Graphine is a flexible, pure Python 3 graph library designed to be easy-to-use.
What Is Graphine?
Graphine is a flexible, easy-to-use graph library for Python 3. It was developed with four key goals in mind:
1) No external dependencies- no graphics toolkits, no math libraries, just pure Python.
2) Python 3 readiness- if you’re looking at moving your application to Python 3, at least you won’t have to port your graph library too.
3) Flexibility- we aim to support many different graph use cases, from flow networks and planar graphs to tree walking and DAGs.
4) Ease of use- no graph library, however powerful, is useful if you can’t figure it out. We try to make that as painless as possible.
Who Should Use Graphine
1) Developers faced with a data set that naturally decomposes into a graph, but who are unwilling to reinvent graph theory to properly represent it. We make it easy to inspect graphs for special properties, add data and structural elements, and extend graphs for application-specific behavior.
2) Non-mathematicians who need to process complex data structures but aren’t familiar with the formal methods for doing so in the graph context. Graphine doesn’t require a strong mathematical background to use, and is flexible enough to permit graph problems to be represented in their most natural form.

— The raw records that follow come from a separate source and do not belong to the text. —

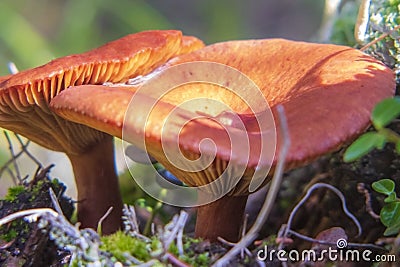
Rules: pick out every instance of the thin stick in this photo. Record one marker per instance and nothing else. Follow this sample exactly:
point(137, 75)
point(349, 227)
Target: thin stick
point(368, 206)
point(323, 242)
point(305, 198)
point(270, 198)
point(380, 38)
point(24, 213)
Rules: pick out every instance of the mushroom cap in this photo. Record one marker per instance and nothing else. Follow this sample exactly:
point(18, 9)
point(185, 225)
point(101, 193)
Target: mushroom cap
point(25, 96)
point(328, 92)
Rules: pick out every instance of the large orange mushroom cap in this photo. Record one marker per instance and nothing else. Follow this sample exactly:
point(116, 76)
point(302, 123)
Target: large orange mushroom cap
point(24, 97)
point(328, 92)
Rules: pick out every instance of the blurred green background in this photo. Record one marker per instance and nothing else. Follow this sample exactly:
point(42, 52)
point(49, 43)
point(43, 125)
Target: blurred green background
point(35, 32)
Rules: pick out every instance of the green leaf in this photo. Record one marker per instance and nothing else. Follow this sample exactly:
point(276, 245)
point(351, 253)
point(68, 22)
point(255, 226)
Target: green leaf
point(390, 214)
point(384, 186)
point(363, 145)
point(385, 111)
point(398, 147)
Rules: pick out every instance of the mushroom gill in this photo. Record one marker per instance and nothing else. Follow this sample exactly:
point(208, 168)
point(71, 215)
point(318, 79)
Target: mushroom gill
point(328, 92)
point(24, 109)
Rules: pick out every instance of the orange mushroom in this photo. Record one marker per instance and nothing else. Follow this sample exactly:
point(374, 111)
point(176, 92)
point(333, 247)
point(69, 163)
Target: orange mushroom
point(328, 92)
point(24, 109)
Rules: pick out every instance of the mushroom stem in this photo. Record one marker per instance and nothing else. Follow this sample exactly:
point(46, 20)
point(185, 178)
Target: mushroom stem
point(97, 185)
point(221, 218)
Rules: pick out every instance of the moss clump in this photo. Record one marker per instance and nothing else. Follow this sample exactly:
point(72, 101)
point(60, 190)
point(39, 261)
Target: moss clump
point(120, 245)
point(27, 243)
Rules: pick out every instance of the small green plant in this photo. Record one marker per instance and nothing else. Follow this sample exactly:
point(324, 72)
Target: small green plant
point(390, 212)
point(384, 113)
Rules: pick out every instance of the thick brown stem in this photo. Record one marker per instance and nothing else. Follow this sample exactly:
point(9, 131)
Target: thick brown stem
point(97, 186)
point(223, 217)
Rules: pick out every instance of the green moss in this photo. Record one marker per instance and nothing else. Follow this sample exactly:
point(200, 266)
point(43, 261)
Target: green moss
point(120, 244)
point(189, 256)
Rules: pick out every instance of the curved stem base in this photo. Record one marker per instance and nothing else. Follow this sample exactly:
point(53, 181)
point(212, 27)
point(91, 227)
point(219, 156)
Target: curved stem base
point(98, 188)
point(223, 217)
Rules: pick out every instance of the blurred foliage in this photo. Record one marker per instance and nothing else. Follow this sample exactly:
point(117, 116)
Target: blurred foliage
point(384, 18)
point(34, 32)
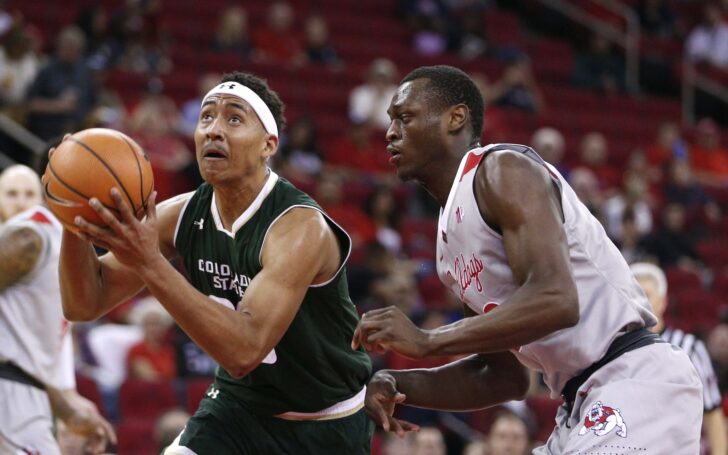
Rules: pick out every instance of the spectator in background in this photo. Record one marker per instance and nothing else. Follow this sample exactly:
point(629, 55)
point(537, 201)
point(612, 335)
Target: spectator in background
point(708, 41)
point(671, 244)
point(718, 348)
point(18, 67)
point(190, 111)
point(669, 145)
point(472, 41)
point(429, 441)
point(654, 284)
point(319, 49)
point(93, 23)
point(330, 195)
point(137, 30)
point(593, 155)
point(63, 92)
point(357, 153)
point(681, 188)
point(430, 38)
point(629, 242)
point(633, 196)
point(657, 19)
point(508, 435)
point(276, 39)
point(153, 125)
point(152, 358)
point(517, 87)
point(586, 186)
point(549, 143)
point(369, 102)
point(231, 34)
point(381, 208)
point(299, 157)
point(708, 156)
point(598, 67)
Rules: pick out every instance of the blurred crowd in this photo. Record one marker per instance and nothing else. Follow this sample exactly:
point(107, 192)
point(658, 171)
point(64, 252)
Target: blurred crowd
point(663, 201)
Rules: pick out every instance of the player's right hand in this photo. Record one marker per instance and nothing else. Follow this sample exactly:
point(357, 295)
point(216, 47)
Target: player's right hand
point(381, 398)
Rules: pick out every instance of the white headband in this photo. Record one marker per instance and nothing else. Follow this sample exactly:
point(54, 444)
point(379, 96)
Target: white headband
point(258, 105)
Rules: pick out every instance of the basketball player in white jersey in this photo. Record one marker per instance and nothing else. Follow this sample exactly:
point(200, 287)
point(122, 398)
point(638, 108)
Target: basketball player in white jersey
point(653, 281)
point(36, 356)
point(544, 286)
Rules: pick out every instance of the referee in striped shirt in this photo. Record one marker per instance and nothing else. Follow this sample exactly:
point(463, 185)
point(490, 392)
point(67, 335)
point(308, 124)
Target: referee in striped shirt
point(653, 282)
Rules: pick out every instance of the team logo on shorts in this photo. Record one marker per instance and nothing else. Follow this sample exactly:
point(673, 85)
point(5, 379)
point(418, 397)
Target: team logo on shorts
point(603, 419)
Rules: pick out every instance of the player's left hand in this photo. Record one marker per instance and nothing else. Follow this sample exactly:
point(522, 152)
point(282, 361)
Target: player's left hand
point(135, 243)
point(389, 328)
point(88, 423)
point(381, 398)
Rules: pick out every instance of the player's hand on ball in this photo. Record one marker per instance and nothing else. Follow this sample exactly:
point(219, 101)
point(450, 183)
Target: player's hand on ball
point(381, 398)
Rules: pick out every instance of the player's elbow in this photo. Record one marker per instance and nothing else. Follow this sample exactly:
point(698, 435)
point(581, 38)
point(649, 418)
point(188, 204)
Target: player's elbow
point(75, 313)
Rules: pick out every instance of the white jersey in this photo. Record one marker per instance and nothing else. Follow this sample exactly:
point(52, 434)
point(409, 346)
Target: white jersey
point(33, 332)
point(472, 262)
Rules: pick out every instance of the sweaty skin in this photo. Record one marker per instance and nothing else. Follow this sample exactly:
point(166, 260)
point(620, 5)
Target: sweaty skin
point(516, 198)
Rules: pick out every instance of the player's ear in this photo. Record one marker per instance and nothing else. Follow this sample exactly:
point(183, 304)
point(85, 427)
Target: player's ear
point(271, 146)
point(459, 115)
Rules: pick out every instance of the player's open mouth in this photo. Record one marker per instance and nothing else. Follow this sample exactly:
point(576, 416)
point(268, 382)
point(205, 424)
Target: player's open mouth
point(214, 155)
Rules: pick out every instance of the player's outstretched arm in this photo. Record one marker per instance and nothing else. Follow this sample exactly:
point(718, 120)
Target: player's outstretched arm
point(475, 382)
point(300, 248)
point(91, 285)
point(523, 206)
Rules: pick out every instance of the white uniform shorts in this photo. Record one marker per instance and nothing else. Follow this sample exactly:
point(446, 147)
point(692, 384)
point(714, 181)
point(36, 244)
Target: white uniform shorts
point(26, 425)
point(648, 401)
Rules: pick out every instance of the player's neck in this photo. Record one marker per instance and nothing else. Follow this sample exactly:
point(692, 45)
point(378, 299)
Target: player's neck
point(233, 201)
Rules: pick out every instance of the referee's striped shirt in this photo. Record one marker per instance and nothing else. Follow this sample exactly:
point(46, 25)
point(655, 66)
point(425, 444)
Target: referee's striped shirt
point(695, 349)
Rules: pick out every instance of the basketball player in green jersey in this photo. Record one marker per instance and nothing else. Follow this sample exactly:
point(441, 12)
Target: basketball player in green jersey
point(267, 295)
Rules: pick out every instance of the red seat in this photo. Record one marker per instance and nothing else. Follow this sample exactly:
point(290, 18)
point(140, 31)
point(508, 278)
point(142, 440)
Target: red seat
point(146, 399)
point(136, 437)
point(195, 391)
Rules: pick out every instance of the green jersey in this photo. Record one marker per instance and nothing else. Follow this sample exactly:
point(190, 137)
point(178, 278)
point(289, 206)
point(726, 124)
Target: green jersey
point(313, 366)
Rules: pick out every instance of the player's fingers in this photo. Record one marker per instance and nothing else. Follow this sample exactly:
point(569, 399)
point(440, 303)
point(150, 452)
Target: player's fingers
point(126, 213)
point(152, 206)
point(409, 426)
point(105, 214)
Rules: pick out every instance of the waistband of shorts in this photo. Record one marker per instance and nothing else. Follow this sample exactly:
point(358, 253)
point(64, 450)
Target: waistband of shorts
point(339, 410)
point(12, 372)
point(622, 344)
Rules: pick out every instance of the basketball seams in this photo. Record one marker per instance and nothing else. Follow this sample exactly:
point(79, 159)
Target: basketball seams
point(72, 189)
point(141, 174)
point(109, 169)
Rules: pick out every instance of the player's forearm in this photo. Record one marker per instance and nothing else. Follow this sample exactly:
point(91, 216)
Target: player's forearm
point(715, 428)
point(80, 279)
point(225, 334)
point(475, 382)
point(531, 313)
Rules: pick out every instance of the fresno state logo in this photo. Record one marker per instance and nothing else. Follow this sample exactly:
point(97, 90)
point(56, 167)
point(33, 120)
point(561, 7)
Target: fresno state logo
point(603, 419)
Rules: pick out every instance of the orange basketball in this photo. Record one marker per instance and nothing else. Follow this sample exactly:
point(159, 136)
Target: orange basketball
point(88, 164)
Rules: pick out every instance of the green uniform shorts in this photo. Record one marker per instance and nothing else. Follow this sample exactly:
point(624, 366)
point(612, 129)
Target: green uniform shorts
point(222, 426)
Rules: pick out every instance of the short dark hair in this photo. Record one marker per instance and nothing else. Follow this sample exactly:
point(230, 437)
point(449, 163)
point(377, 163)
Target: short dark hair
point(260, 87)
point(450, 86)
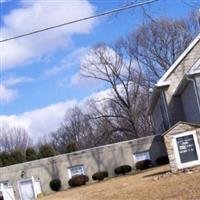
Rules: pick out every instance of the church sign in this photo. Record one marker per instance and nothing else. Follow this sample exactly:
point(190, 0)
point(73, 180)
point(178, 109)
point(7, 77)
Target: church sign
point(186, 149)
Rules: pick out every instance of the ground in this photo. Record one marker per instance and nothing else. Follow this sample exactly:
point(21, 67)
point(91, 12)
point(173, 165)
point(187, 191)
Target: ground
point(147, 185)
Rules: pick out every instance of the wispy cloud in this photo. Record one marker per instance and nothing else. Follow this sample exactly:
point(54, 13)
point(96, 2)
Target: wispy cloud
point(12, 80)
point(40, 14)
point(71, 60)
point(7, 95)
point(40, 121)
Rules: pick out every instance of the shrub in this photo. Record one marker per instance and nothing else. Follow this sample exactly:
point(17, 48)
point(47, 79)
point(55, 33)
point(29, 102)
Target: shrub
point(99, 176)
point(31, 154)
point(55, 184)
point(144, 164)
point(78, 180)
point(47, 151)
point(123, 169)
point(162, 160)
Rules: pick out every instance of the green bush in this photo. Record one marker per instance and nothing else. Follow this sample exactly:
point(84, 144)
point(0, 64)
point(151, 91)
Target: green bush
point(144, 164)
point(46, 151)
point(162, 160)
point(78, 180)
point(55, 184)
point(31, 154)
point(123, 169)
point(99, 176)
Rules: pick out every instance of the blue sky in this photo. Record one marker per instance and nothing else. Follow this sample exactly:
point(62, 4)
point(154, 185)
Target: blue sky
point(44, 69)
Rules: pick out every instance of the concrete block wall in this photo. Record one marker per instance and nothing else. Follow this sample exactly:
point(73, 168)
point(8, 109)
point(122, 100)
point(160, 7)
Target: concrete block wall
point(106, 157)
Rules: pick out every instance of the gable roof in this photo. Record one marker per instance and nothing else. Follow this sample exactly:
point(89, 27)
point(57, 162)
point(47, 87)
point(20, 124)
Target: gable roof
point(162, 81)
point(179, 124)
point(195, 68)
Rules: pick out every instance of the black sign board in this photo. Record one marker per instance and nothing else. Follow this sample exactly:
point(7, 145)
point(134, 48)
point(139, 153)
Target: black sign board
point(187, 148)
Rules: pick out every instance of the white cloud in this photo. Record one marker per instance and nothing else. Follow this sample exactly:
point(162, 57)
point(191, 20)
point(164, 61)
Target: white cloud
point(71, 60)
point(12, 80)
point(41, 121)
point(36, 15)
point(6, 94)
point(4, 1)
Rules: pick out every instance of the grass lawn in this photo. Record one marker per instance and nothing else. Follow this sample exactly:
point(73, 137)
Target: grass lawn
point(143, 186)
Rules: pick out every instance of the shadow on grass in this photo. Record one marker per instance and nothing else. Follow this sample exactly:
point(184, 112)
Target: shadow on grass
point(157, 173)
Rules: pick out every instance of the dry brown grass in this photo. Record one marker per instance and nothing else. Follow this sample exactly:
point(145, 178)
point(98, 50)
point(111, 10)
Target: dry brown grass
point(142, 186)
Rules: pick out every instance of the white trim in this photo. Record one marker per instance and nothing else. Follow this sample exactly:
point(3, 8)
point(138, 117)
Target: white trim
point(195, 68)
point(144, 154)
point(162, 82)
point(70, 168)
point(176, 152)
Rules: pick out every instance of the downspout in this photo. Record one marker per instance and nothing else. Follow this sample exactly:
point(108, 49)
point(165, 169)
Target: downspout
point(166, 108)
point(190, 78)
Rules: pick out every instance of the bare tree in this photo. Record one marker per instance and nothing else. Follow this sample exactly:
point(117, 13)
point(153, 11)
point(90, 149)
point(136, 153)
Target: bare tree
point(158, 43)
point(14, 138)
point(118, 69)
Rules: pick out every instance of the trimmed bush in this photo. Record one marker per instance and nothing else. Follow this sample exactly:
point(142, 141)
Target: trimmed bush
point(162, 160)
point(99, 176)
point(78, 180)
point(46, 151)
point(144, 164)
point(123, 169)
point(55, 184)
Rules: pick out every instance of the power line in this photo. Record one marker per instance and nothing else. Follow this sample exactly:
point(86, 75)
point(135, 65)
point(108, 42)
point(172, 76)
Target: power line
point(79, 20)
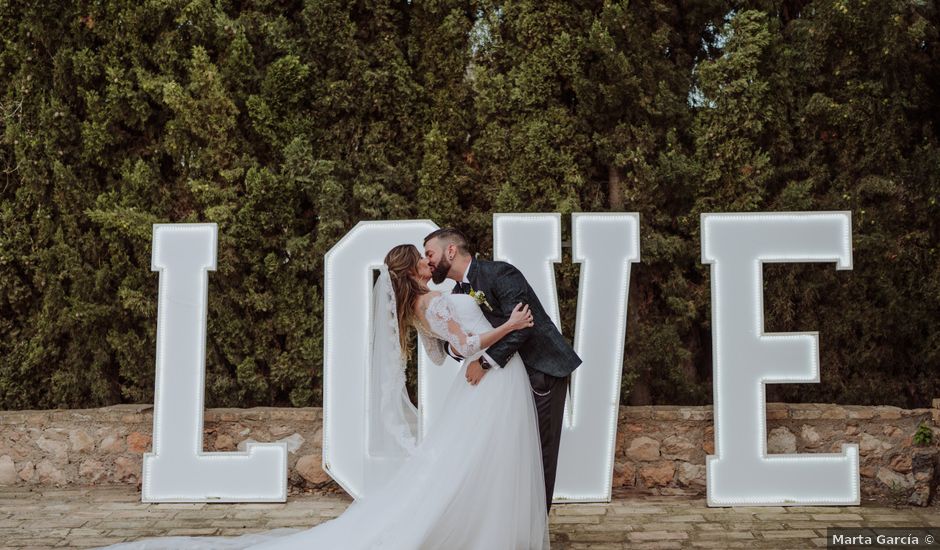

3) Students and teachers looking for a clean, easy-to-understand example of how graph algorithms are supposed to behave.
4) Graph theorists looking for a tool to rapidly sketch out a complex problem without the hassle of manual memory management.
Graphine is designed to be ready-to-use for most graph applications out of the box. It supports easy node and edge addition, modification, and removal, and provides attribute access to application-defined data. Formally, the graphs represented are bridge multigraphs, capable of representing both directed and undirected edges, parallel edges, identical nodes and edges, loops, and arbitrary node and edge labels.
It also provides a powerful set of graph operations, including a* traversals, BFS, DFS, shortest path, edge contraction, generators for random walks, and binary graph operations like union, intersection, and difference.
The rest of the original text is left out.